= Wildworks =

Cornish theatre company

WildWorks is an international site-specific theatre company based in Cornwall, England.

== Overview ==
They specialise in large-scale outdoor promenade performances.

They were formed in 2005 by Bill Mitchell, initially growing out of Kneehigh Theatre Company.
The company utilises specific sites such as harbours, quarries, villages and factories and works closely with the local community.

==Productions==
- A Very Old Man With Enormous Wings - 2005 Adapted from a short story by Gabriel García Márquez
- Souterrain - 2006 - 07 Performed in Dolcoath Mine Camborne Cornwall, Stanmer Park Brighton,
- The Beautiful Journey - 2009 performed in HMNB Devonport Plymouth and Wallsend Newcastle.
- The Enchanted Palace - 2010 until 2012, Kensington Palace London
- The Passion - Port Talbot, South Wales, 2011. In collaboration with Michael Sheen and National Theatre Wales
- Babel - May 2012 performed in Caledonian Park, London.

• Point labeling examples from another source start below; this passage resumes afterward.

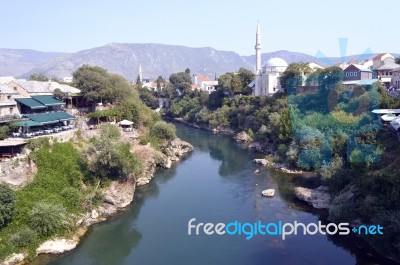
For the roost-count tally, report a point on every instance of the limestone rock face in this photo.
(319, 198)
(242, 137)
(14, 259)
(56, 246)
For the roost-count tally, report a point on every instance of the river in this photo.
(215, 183)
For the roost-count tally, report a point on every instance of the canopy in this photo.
(31, 103)
(27, 123)
(125, 122)
(385, 111)
(51, 117)
(48, 100)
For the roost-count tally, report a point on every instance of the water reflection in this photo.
(215, 183)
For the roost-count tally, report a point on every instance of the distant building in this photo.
(395, 82)
(203, 83)
(6, 79)
(68, 79)
(356, 74)
(267, 82)
(28, 88)
(8, 105)
(382, 68)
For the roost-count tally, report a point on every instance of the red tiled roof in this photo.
(203, 78)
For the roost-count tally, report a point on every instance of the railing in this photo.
(6, 118)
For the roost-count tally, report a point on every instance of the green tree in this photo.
(110, 158)
(7, 204)
(294, 75)
(93, 81)
(4, 130)
(57, 93)
(160, 82)
(148, 98)
(163, 131)
(138, 82)
(47, 218)
(246, 76)
(38, 77)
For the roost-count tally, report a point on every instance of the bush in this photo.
(94, 199)
(37, 143)
(163, 131)
(47, 218)
(23, 238)
(4, 130)
(7, 204)
(72, 197)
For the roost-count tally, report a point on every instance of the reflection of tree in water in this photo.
(233, 157)
(357, 247)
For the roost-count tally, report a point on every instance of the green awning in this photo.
(31, 103)
(26, 123)
(51, 117)
(48, 100)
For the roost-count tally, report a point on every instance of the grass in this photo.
(58, 168)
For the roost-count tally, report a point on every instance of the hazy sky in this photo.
(295, 25)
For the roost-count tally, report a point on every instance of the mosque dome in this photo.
(276, 62)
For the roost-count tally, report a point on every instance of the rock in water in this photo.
(56, 246)
(242, 137)
(319, 198)
(268, 193)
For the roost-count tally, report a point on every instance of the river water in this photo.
(215, 183)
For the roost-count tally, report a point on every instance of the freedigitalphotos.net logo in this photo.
(280, 229)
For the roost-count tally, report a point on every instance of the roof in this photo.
(31, 103)
(389, 66)
(6, 79)
(25, 123)
(33, 86)
(360, 67)
(396, 70)
(50, 117)
(6, 90)
(276, 62)
(203, 78)
(48, 100)
(363, 82)
(64, 88)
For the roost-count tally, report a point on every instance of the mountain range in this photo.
(155, 59)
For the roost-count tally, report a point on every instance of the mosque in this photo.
(267, 82)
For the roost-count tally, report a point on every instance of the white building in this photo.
(204, 83)
(267, 77)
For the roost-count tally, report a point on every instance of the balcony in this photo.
(6, 118)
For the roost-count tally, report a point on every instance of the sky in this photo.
(301, 26)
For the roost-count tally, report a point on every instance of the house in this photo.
(8, 106)
(356, 72)
(204, 83)
(357, 75)
(27, 88)
(383, 65)
(6, 79)
(395, 82)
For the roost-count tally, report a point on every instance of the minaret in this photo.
(258, 49)
(140, 74)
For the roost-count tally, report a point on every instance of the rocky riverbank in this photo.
(118, 195)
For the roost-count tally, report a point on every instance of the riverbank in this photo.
(116, 196)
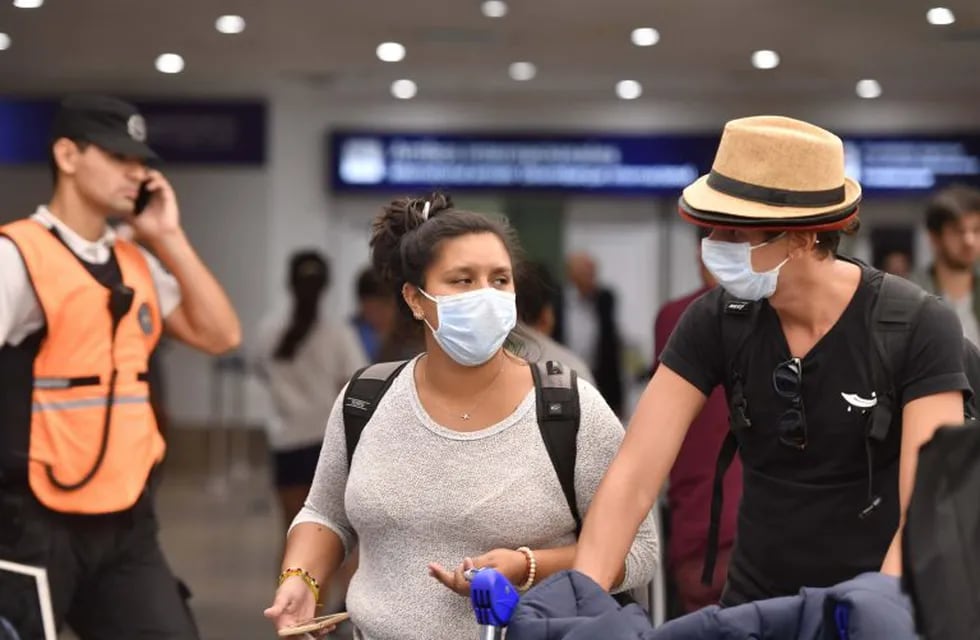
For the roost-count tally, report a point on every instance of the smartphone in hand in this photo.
(314, 624)
(142, 198)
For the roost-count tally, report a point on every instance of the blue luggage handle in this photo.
(493, 597)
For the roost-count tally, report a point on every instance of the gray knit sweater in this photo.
(419, 493)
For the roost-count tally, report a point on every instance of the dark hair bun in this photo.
(397, 220)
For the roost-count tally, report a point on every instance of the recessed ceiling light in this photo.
(170, 63)
(404, 89)
(391, 52)
(868, 89)
(629, 89)
(523, 71)
(940, 16)
(765, 59)
(645, 37)
(230, 24)
(494, 8)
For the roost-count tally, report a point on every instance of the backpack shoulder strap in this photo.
(738, 320)
(364, 392)
(559, 414)
(892, 319)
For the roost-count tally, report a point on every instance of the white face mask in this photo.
(473, 325)
(731, 265)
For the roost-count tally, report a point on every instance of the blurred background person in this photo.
(953, 223)
(536, 292)
(690, 482)
(897, 262)
(588, 327)
(304, 361)
(376, 315)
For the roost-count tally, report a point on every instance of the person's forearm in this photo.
(551, 561)
(315, 549)
(893, 559)
(207, 307)
(614, 518)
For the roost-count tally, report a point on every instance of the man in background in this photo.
(691, 479)
(536, 291)
(589, 328)
(376, 313)
(953, 223)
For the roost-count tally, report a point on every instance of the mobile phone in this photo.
(142, 198)
(314, 624)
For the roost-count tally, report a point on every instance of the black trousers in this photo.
(107, 574)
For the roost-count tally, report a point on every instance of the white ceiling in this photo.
(581, 48)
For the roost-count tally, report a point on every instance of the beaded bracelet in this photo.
(307, 578)
(532, 568)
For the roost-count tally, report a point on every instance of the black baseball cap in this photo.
(106, 122)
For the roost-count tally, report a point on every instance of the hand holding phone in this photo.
(314, 625)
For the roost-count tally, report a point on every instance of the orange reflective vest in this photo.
(93, 436)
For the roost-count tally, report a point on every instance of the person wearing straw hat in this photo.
(788, 335)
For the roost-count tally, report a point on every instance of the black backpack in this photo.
(941, 539)
(556, 390)
(892, 321)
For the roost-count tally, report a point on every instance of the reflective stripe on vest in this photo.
(88, 403)
(82, 364)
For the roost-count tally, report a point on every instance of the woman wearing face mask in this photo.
(822, 498)
(451, 471)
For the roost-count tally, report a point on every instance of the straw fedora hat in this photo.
(775, 173)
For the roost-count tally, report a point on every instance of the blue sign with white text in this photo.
(624, 164)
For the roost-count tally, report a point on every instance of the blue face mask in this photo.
(731, 265)
(473, 325)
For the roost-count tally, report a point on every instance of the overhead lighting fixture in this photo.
(645, 37)
(391, 52)
(230, 25)
(868, 89)
(494, 8)
(404, 89)
(765, 59)
(170, 63)
(523, 71)
(629, 89)
(940, 16)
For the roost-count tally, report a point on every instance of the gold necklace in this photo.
(466, 415)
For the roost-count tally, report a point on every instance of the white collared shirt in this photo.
(20, 311)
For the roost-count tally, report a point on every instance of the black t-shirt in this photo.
(799, 519)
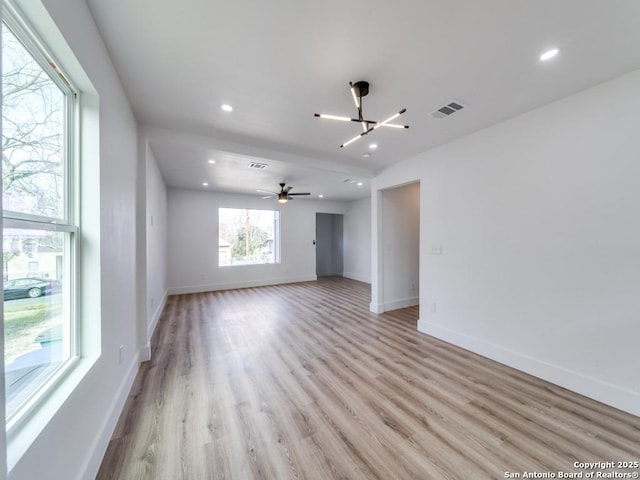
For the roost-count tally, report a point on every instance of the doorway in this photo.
(329, 250)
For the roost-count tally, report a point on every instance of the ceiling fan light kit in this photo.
(283, 196)
(358, 90)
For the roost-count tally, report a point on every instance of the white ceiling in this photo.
(279, 62)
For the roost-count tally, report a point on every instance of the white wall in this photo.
(193, 240)
(71, 444)
(400, 234)
(156, 245)
(357, 240)
(538, 220)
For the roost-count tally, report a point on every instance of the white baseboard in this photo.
(151, 327)
(213, 287)
(376, 307)
(101, 442)
(358, 277)
(596, 389)
(403, 303)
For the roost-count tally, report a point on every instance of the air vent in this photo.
(258, 166)
(447, 110)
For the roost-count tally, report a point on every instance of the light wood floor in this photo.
(301, 381)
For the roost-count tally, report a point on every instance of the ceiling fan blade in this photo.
(336, 117)
(355, 96)
(392, 117)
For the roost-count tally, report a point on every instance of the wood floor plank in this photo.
(301, 381)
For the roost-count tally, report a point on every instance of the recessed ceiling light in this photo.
(549, 54)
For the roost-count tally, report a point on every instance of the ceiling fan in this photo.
(359, 90)
(283, 196)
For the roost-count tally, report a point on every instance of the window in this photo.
(248, 237)
(39, 219)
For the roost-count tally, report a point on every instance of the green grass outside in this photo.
(23, 322)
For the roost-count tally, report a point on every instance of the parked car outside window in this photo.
(29, 288)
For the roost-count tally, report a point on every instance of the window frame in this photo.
(68, 223)
(277, 259)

In collaboration with Battersea Arts Centre, Lyric Hammersmith, Theatre Royal Stratford East, and The Young Vic.
- Ark-Ive - August 2012, National Theatre London
- Nablus, Palestine - September 2013
- 100: The Day Our World Changed - August 2014 performed at The Lost Gardens of Heligan, Cornwall. Co-commissioned by The Lost Gardens of Heligan and 14-18NOW.
- The Yule-Tide Ark-Ive - Christmas 2014 and 2015, The Eden Project, Cornwall.
- Once Upon A Castle - Kasteel Van Gasbeek, Belgium, 2014
- Twice Upon A Castle - Kasteel Van Gasbeek, Belgium, 2015
- Wolf's Child - 2015, Felbrigg Hall, Norfolk. In partnership with Norfolk and Norwich Festival.
- Dream City - Tunis - 2015
- A Great Night Out - The Point, Sunderland, May 2016. In collaboration with Cultural Spring.
- The Great Survey of Hastings - Ladies Parlour, Hastings Castle Ruins, October 2016 delivered as part of the ROOT1066 festival and based on the Domesday Book.
- Wolf's Child - 2017, Trelowarren Estate, Cornwall.
- 100:UnEarth - 2018 performed at The Lost Gardens of Heligan, Cornwall. Co-commissioned by The Lost Gardens of Heligan and 14-18NOW.